Multiple videos from the scene, posted by bystanders, who happened to be in this busy area of the Russian capital, showed groups of policemen moving in the area with loud gunshots audible in the background. One police officer can be heard shouting to bystanders to run away from the scene.

The massive stone building was last attacked in 2015 when a Russian performance artist, Petr Pavlensky set fire to its wooden doors.

The building, constructed at the end of the 19th century for an insurance company and then heavily rebuilt during Soviet times, has been the headquarters of Russia’s secret police since soon after the 1917 communist revolution and acquired a forbidding reputation as a center of brutal repression during Stalin’s Great Terror of 1936-38, when its basement cells were used for torture and executions.
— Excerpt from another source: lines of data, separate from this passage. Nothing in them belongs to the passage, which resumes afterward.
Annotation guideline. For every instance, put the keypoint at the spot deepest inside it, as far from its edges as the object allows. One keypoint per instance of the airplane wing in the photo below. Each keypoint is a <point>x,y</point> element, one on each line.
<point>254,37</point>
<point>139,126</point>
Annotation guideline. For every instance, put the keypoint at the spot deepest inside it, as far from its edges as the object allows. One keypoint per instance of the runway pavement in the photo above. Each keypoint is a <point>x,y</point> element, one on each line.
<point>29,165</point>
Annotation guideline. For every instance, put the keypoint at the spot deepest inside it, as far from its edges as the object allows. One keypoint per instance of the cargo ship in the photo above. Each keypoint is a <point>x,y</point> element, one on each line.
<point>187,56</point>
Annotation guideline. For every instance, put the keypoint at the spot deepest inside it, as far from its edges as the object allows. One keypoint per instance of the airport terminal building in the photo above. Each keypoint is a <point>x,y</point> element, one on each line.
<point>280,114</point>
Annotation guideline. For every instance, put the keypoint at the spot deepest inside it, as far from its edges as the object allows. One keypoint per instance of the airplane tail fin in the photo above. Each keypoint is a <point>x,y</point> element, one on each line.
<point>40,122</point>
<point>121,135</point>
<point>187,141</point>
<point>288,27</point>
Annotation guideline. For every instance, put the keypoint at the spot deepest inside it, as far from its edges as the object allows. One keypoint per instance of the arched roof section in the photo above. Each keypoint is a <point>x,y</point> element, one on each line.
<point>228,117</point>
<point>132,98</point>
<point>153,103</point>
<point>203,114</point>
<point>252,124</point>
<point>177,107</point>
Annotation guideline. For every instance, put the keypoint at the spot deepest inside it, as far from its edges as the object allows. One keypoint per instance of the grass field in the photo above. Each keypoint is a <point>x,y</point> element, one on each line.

In the final years of the Soviet Union, which collapsed at the end of 1991, a square in front of what was then the K.G.B. headquarters became the scene of frequent protests by pro-democracy activists. In August 1991 they tore down a statue of the first secret police chief after the revolution, Felix Dzerzhinsky. Since Mr. Putin came to power nearly 20 years ago, the area around the Lubyanka has been off limits for protests.